グリズムとは
グリズムの構成要素
グリズムは、グレーティング(回折格子)とプリズムで構成される複合光学素子です。グレーティングとプリズムの違いを巧みに利用することにより、インライン光学レイアウトを可能にする分散要素として作用します。
プリズムは赤よりも紫の光を偏向させますが、グレーティングは赤を紫よりも偏向させます。この2つを組み合わせることで、各要素によって引き起こされるビームのずれを相殺しながら、光を波長ごとに分離することができます。
光を分散させつつも、ビームの進行方向全体への影響が最小限に抑えられ、システムの光学系への影響が軽減されます。
Wasatch Photonicsでは、さまざまな研究ニーズに対応するために、顧客のVPHグレーティングベースのグリズムを設計および製造してきました。

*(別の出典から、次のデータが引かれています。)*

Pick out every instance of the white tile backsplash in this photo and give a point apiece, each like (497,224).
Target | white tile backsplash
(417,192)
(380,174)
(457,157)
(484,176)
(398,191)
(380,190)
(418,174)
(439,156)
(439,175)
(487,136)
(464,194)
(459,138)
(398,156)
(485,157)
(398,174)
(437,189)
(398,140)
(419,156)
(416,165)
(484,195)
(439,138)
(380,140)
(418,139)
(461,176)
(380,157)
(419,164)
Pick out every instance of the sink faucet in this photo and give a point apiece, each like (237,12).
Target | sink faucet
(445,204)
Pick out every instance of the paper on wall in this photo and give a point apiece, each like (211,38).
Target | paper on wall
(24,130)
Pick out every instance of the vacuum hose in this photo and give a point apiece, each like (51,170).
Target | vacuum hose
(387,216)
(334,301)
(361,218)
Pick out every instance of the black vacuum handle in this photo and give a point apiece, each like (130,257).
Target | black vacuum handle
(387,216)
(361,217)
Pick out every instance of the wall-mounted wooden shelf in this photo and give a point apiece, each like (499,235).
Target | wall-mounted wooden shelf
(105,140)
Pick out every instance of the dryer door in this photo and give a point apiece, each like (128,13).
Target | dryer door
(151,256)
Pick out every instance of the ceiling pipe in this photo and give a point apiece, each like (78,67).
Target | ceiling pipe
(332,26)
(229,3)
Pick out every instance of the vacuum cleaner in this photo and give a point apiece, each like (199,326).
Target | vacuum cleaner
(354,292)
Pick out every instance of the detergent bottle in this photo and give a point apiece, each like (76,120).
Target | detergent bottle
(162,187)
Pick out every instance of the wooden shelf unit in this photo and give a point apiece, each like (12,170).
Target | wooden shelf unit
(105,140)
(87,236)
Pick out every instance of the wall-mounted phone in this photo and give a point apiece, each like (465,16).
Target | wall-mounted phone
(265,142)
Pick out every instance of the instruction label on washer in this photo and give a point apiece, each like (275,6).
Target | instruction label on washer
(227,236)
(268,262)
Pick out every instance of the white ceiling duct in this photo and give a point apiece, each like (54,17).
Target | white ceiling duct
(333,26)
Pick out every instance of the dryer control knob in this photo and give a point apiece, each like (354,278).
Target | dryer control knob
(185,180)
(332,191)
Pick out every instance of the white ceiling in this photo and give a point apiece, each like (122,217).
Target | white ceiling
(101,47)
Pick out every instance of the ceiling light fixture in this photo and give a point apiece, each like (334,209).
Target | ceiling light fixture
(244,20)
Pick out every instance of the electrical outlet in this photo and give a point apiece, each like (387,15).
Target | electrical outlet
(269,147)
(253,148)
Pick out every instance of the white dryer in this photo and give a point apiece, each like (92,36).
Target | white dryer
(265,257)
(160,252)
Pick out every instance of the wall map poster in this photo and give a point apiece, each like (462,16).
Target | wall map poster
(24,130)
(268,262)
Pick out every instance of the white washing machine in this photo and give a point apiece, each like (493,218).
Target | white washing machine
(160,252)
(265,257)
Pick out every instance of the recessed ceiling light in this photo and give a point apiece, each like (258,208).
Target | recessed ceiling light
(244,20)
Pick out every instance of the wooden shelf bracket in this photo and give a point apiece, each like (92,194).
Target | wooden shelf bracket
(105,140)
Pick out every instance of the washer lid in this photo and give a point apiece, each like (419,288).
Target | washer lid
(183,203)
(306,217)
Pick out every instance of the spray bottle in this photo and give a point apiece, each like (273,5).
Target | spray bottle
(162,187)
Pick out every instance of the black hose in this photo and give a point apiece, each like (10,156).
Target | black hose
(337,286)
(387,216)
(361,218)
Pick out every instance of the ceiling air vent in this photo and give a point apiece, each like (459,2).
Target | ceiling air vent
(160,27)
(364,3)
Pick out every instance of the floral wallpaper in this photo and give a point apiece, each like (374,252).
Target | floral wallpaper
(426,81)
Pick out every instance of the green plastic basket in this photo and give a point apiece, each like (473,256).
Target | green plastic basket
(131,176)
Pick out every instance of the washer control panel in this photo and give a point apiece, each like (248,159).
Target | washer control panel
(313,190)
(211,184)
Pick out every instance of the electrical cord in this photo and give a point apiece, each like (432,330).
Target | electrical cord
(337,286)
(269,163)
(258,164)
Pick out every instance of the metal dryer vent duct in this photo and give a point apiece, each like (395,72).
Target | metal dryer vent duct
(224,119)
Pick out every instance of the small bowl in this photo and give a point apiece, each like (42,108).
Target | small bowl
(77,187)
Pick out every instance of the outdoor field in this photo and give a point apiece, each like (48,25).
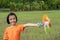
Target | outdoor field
(34,33)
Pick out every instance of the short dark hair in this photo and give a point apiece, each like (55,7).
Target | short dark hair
(10,15)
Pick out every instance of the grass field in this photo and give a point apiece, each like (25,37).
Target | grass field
(34,33)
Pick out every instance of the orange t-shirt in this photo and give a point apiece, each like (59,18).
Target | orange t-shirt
(13,33)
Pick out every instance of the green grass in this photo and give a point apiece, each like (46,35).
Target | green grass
(34,33)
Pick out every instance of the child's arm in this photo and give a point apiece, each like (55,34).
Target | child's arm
(31,24)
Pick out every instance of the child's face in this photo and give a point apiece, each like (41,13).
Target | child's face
(12,19)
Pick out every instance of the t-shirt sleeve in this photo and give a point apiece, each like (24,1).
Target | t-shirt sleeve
(21,27)
(5,37)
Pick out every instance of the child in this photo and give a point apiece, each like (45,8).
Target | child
(13,32)
(46,22)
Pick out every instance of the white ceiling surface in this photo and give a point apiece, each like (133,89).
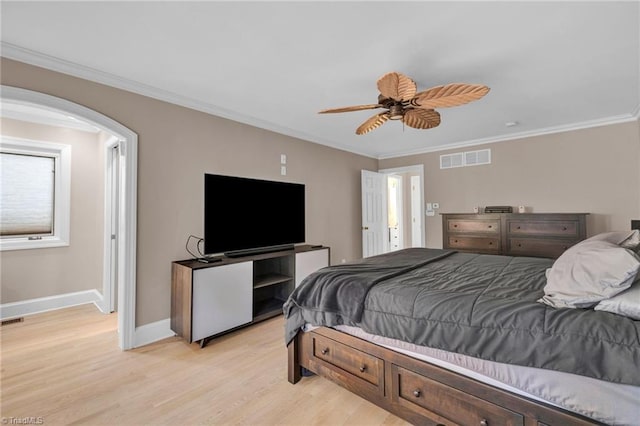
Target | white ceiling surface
(551,66)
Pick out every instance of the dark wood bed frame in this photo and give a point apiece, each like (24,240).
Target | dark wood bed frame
(415,390)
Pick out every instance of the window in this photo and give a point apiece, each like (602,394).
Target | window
(34,194)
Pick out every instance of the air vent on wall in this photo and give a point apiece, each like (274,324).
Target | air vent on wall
(462,159)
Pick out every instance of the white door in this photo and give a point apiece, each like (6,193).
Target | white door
(416,212)
(374,213)
(112,210)
(395,213)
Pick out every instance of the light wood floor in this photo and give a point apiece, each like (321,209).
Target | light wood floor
(65,367)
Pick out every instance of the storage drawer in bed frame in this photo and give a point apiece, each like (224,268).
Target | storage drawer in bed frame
(417,391)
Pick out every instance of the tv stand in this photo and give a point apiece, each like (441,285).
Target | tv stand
(211,299)
(250,252)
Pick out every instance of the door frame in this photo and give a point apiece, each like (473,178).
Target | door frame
(127,212)
(419,168)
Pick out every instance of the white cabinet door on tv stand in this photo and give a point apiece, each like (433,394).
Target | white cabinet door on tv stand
(222,299)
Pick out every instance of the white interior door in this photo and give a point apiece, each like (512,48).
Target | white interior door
(395,212)
(416,212)
(374,213)
(111,218)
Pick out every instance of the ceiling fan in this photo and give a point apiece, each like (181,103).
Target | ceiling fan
(398,96)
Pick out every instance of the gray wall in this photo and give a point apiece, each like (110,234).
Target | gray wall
(591,171)
(176,146)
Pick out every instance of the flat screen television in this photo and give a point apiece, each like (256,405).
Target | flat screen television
(245,216)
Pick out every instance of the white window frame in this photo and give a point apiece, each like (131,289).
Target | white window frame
(61,154)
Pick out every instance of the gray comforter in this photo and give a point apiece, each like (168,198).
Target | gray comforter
(478,305)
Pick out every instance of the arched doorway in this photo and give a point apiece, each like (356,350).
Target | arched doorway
(124,256)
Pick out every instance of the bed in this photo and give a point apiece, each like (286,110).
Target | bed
(441,337)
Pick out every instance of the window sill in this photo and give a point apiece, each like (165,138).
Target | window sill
(8,244)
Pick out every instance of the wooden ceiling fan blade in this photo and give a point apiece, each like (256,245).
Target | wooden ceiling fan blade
(397,86)
(449,95)
(421,118)
(351,108)
(372,123)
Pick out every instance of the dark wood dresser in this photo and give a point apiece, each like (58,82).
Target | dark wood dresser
(513,234)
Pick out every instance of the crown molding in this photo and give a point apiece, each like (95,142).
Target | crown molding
(17,53)
(619,119)
(31,57)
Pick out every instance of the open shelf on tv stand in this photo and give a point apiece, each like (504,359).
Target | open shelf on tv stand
(215,298)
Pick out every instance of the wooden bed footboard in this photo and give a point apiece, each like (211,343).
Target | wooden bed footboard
(415,390)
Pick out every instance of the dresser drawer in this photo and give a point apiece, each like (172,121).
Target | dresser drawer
(428,397)
(538,247)
(484,226)
(548,228)
(358,364)
(475,244)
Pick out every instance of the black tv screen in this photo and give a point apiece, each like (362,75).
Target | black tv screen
(242,214)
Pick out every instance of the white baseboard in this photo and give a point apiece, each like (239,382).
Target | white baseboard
(44,304)
(153,332)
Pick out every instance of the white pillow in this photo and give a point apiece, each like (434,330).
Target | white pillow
(588,272)
(626,239)
(626,303)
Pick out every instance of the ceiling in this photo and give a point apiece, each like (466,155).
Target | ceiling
(551,66)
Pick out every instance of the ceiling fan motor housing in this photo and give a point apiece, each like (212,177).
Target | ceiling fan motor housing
(396,111)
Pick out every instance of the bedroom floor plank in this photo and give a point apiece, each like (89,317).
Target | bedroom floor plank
(65,367)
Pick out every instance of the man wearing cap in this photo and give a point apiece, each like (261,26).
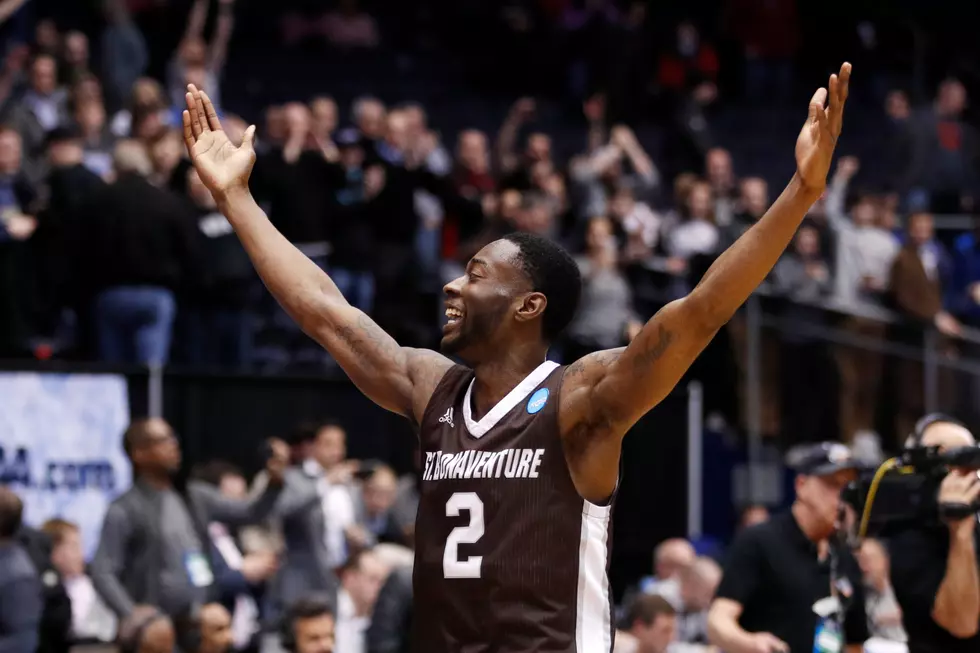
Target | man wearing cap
(787,587)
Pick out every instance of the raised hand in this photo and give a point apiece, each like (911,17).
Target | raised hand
(816,143)
(221,165)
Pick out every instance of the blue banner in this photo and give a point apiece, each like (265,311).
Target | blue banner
(61,446)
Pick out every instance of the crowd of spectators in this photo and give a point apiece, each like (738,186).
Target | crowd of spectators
(112,250)
(325,530)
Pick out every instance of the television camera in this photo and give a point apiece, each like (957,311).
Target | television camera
(903,491)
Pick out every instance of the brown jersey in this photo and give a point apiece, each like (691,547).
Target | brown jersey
(509,558)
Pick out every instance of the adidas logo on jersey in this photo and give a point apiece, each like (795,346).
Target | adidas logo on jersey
(448,419)
(509,463)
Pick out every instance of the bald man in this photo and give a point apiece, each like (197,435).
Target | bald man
(698,582)
(669,559)
(935,571)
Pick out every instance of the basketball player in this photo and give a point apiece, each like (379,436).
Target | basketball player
(521,456)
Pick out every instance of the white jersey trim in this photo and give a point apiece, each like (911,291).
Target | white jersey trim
(594,611)
(520,392)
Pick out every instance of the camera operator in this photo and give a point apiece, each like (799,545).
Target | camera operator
(934,568)
(788,586)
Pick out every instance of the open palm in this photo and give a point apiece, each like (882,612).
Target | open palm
(221,165)
(818,138)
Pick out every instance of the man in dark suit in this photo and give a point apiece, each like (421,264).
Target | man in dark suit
(139,246)
(916,289)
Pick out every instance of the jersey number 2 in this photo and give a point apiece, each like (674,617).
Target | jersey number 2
(452,566)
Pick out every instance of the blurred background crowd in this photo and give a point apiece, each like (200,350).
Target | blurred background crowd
(395,139)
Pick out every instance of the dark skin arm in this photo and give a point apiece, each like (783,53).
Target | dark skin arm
(607,392)
(399,379)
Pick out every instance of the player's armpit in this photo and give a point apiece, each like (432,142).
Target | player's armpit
(399,379)
(617,387)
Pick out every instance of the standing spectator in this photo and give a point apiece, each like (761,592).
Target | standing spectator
(91,618)
(698,584)
(124,53)
(720,174)
(606,317)
(916,287)
(20,586)
(353,231)
(360,581)
(97,140)
(328,462)
(146,98)
(42,108)
(669,559)
(316,510)
(138,247)
(154,544)
(374,508)
(240,579)
(17,225)
(147,630)
(688,62)
(195,62)
(865,252)
(75,57)
(777,592)
(370,119)
(808,376)
(652,625)
(884,613)
(221,324)
(310,626)
(323,110)
(391,622)
(695,239)
(944,152)
(209,631)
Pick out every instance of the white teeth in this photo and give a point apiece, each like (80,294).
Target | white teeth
(453,314)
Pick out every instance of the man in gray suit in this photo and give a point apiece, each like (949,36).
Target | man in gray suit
(154,547)
(306,566)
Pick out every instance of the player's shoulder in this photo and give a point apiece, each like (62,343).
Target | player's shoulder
(590,368)
(436,381)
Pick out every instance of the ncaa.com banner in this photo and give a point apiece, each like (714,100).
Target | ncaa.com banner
(61,446)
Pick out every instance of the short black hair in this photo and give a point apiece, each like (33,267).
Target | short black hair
(554,274)
(308,607)
(11,513)
(647,608)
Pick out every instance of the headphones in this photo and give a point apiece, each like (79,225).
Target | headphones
(918,432)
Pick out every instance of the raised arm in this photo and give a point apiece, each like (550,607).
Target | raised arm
(606,393)
(399,379)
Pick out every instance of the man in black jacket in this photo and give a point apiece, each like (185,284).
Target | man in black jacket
(138,247)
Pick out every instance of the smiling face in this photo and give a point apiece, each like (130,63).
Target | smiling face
(479,303)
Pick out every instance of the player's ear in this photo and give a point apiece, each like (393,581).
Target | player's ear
(531,306)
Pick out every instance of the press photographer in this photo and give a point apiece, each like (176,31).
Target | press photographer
(934,547)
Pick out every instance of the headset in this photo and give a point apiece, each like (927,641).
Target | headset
(918,432)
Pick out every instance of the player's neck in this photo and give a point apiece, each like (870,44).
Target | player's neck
(156,480)
(494,379)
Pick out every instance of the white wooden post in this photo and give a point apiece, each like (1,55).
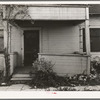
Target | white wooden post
(5,42)
(87,35)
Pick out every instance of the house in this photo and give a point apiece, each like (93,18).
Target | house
(58,33)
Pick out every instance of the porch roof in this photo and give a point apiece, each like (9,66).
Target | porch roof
(47,12)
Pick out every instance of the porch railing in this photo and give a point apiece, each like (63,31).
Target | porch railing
(67,63)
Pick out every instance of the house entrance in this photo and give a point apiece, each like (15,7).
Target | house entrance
(31,46)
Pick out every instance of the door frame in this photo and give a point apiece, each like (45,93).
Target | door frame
(40,41)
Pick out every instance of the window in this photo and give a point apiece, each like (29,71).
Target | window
(94,40)
(1,41)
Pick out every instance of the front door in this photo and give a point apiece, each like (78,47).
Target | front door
(31,46)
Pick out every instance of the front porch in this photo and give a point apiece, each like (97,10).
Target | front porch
(59,37)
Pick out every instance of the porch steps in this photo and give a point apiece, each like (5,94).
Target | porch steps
(20,78)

これについては、以下で説明します。アプリケーションに基づいて、対象の波長の光に必要な分散と出力角度を得るために、使用する溝密度とプリズムを選択します。
グリズムの光学設計のために
ビーム偏差のない分散を実現する
グリズムは、選択された中心波長の光が真っ直ぐ通過するように、1つまたは2つのプリズムで設計することができます。
この特性により、カメラをイメージングスペクトログラフに変換することができ、天体望遠鏡で広く使用されて、高解像度のスペクトル選択画像を生成します。
また、ビームの回転を避けるために、またはスペクトルエンコードされた共焦点顕微鏡(SECM)のために、典型的な分光計レイアウトに統合することもできます。
これらの使用例では、入力面と出力面の両方にプリズムを使用して、スペクトル選択またはイメージングのためにグレーティングからの分散を実現しながら、光軸への位置合わせを維持することがよくあります。
必要な光学配置を正確に取得する
グリズムにより、光学設計者は、イメージングシステム内の分散光学素子の入力および出力ジオメトリをより細かく制御できます。
この幾何学的な活用と、入力ごとに角度が異なる非リトローまたは非対称のグレーティングまたはプリズム構成を製造する能力と組み合わせて、ゴースティングを回避することができます。
格子設計オプションを増やす
VPHグレーティングの一部の用途では、全反射(TIR)が生じるため、アプリケーションに必要な高いライン周波数または中心波長により、プラノグレーティング要素に光を出し入れする能力が制限されます。
プリズムを追加すると、光がグレーティングボリュームに出入りする能力が向上し、設計オプションが広がります。
グレーティング効率を最適化する
高分散を要求するVPH格子のいくつかの用途では、「ガラス内」設計基準を利用して、非偏光または単一偏光のいずれかの効率を最適化することが可能です。
収差を補正する
特定のハイパースペクトルイメージング設計で観察される「スマイル」を補正するために、グレーティング付きのプリズムを利用することができます。これにより、解像度とスループットの両方が向上します。